Departure position: 34° 05′ S 026° 00′ E.
Landfall position: 39° 00′ S 143° 50′ East.
The Pilotage distance from port Elizabeth to the departure position is 45 miles and from the landfall position to berth Melbourne is 84 miles.
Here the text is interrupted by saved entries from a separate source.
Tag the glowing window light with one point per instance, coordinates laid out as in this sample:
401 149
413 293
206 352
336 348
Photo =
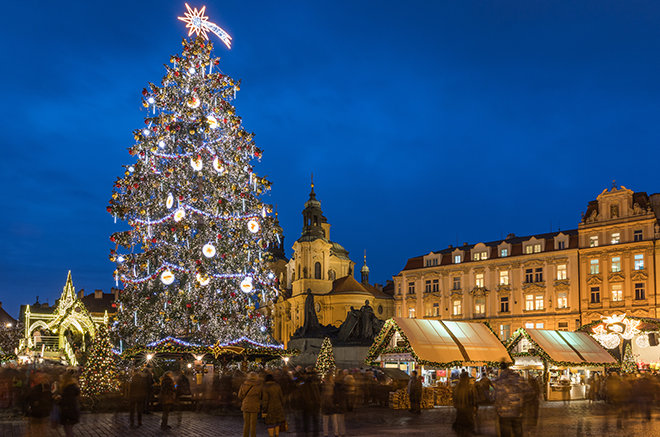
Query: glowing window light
198 24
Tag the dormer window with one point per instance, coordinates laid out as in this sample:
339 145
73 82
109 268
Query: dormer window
479 256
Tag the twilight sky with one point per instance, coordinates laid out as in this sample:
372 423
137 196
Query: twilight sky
426 123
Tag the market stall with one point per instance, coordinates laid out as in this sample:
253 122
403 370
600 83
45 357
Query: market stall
437 349
567 360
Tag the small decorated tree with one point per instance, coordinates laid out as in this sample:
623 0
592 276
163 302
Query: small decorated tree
628 365
325 362
99 375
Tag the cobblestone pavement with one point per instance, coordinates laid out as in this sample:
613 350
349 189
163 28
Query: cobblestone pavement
579 419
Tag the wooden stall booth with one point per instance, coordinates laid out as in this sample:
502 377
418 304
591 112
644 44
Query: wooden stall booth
567 360
437 349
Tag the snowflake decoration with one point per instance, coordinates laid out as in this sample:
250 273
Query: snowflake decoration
199 24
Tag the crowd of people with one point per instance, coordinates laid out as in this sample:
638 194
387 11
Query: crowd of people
317 404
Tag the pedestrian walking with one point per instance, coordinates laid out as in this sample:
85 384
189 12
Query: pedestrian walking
166 398
39 405
250 396
69 403
465 402
510 391
272 406
137 395
415 393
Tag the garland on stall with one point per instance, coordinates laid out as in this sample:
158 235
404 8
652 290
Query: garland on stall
379 347
520 333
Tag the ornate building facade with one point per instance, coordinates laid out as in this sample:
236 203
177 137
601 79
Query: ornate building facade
558 280
323 267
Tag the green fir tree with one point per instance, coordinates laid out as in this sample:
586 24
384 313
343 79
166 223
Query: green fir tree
99 375
325 362
628 365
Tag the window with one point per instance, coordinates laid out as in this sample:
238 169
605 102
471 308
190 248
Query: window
504 304
505 332
529 302
480 306
538 274
479 255
538 302
479 280
561 272
504 277
562 300
456 308
616 238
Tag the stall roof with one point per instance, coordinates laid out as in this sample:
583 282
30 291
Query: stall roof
444 342
577 348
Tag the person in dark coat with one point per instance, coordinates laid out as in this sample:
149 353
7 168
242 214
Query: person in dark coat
39 405
137 395
250 396
415 393
166 398
465 402
69 403
272 405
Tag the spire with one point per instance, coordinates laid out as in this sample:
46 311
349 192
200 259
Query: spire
313 219
365 269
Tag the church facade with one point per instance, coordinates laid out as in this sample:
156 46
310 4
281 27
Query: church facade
560 280
322 267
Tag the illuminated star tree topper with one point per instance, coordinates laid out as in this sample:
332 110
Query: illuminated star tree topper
199 24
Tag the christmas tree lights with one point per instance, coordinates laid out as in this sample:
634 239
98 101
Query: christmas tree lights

Calculate following:

The total distance of the voyage.
ETA local time at landfall position?

Dlong = 143° 50′ – 026°00′ = 117° 50′

## Composite Great Circle Sailing

△ PAV1 , V1 = 90°

PA = 90° – 34° 05′ = 55° 55′

PV1 = 90° – 42° = 48°

By using Napiers rule,

Sin (90 – P1) = tanPV1.tan(90-PA)

cos P1 = tan 48° . tan 34° 05′

P1 = 41.28°

Again using Napiers rule,

sin AV1 = cos (90- P1) . cos(90 – PA) = sin P1 . cos (90 – 55°05′)

sin AV1 = sin 41.28° . cos 34° 55′

AV1 = 33.12° = 1987.3′

Now, In △ PBV2 , V2 = 90°

PB = 90° – 39°00′ = 51°

PV2 = 90° – 42° = 48°

By using Napiers rule,

sin (90 – P3) = tan (90 – PB) . tan PV2 = tan (90 – 51°) . tan (48°)= tan 39° . tan 48°

cos P3 = 0.899

P3 = 25.93°

Again using Napiers rule,

sin BV2 = cos (90- P3) . cos(90 – PB) = sin P3 . cos (90 – 51°) = sin 25.93° . cos 39°

BV2 = 19.86° = 1191.97′

Now, P2 = dlong – (P1+P3) = 117° 50′ – (25.93° + 41.28°) = 50° 37.4′

Distance (departure) = dlong P2 * cos m’lat = 50° 37.4 * cos 42°

= 2257.2 miles

Total distance = 1987.3′ + 1191.97′ + 2257.2 ‘ + 45 ‘ + 84 ‘ = 5565.4 miles (Ans.)

Distance upto Landfall position = 5565.4 – 84 = 5481.4′

Time required = 5481.4 / speed = 5481.4 / 12.5 = 438.5 hours = 18d 6h 30m

Departure time = 05d 12h 00m (Local time)

Time required = 18d 6h 30m

So, LMT at landfall = 23d 18h 30m

Clock advanced = 9h 00m 00s

So, LMT at landfall (with clock) = 24d 3h 30m (Ans.)